You're absolutely not wrong to feel upset by this. It doesn't mean either of you were a bad friend or that the friendship wasn't real when it was there. It's just that she considers it over for some reason, and you didn't, and there was no good way for her to communicate that. There will be other friends, some of whom will be in your life longer than others. Keep working on this with your therapist, and definitely bring up this specific incident. In the meantime, keep meeting new people, and allow friendships to slowly grow, but remember that it does take a lot of time and patience, and nothing's wrong with you.

(Something else to consider: In both my dumper and dumpee situations, there was a sort of imbalance: the dumpee seemed to need the friendship a lot more than the dumper. When I was friend-dumped, I almost certainly had undiagnosed and untreated depression, plus I had a terrible soul-sucking job and was having trouble getting over a breakup, and my friend circle at the time was really small - all of which led to my leaning on this one friend a lot more than I should have, and he just couldn't take it anymore. Which might make him seem like a terrible person, but I can empathize: we're not equipped to be one person's entire support system. This may not apply to you, and if it does, it still doesn't make either of you a bad friend. But it never hurts to take stock of a relationship (of any sort) and figure out if you're giving as much as you're taking, or vice versa. I didn't realize how excessively I depended on my friend until he was gone.)
posted by Metroid Baby at 9:57 AM on January 11, 2014 [2 favorites]


I feel her email is passive-aggressive somewhat, because of the distancing/icing out that your mutual friends are doing. It obviously goes deeper than 'we're just different people' -- because nothing prevents them from still being your friend or even knowing what's up between you two-- unless she's told them and they view it as a loyalty thing. Otherwise, why would they be distant too?

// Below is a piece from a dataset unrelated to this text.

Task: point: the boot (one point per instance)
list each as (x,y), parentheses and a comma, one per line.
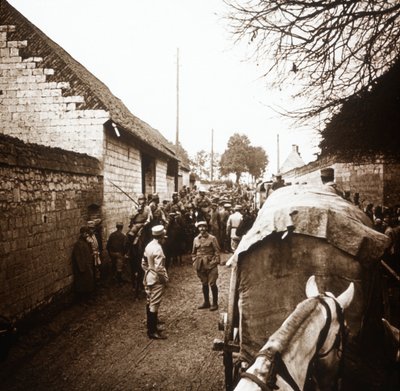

It sucks but unfortunately, people are judgmental sometimes and friendship doesn't make someone immune to that. I find that people often think they have others all figured out and understand their motivations. Sometimes, it's actually knowing someone well that cements erroneous opinions. Because you know them so long, you start to assume you understand them completely -- and suddenly it's really easy to judge someone for that. "She's so lazy, I know all she does is x," when the reality may be debilitating depression, etc. Because you feel you know them, you actually start lacking compassion for them, and such.

Occasionally, you meet 'friends' who are good at faking it. They hide all their animosity inside, acting like they're your best friend, when they're at odds with you. These are the friends that badmouth you, and they're the most toxic of all. I can't tell you what makes people dislike other people. Sometimes it's secret jealousy. Sometimes it's insecurity. Some people have an instinct to attack those they deem lesser or deferent. Those people don't do well with people who are weak or vulnerable, and they often treat them shabbily instead of being kind to them. I have a feeling it might be something like that with you.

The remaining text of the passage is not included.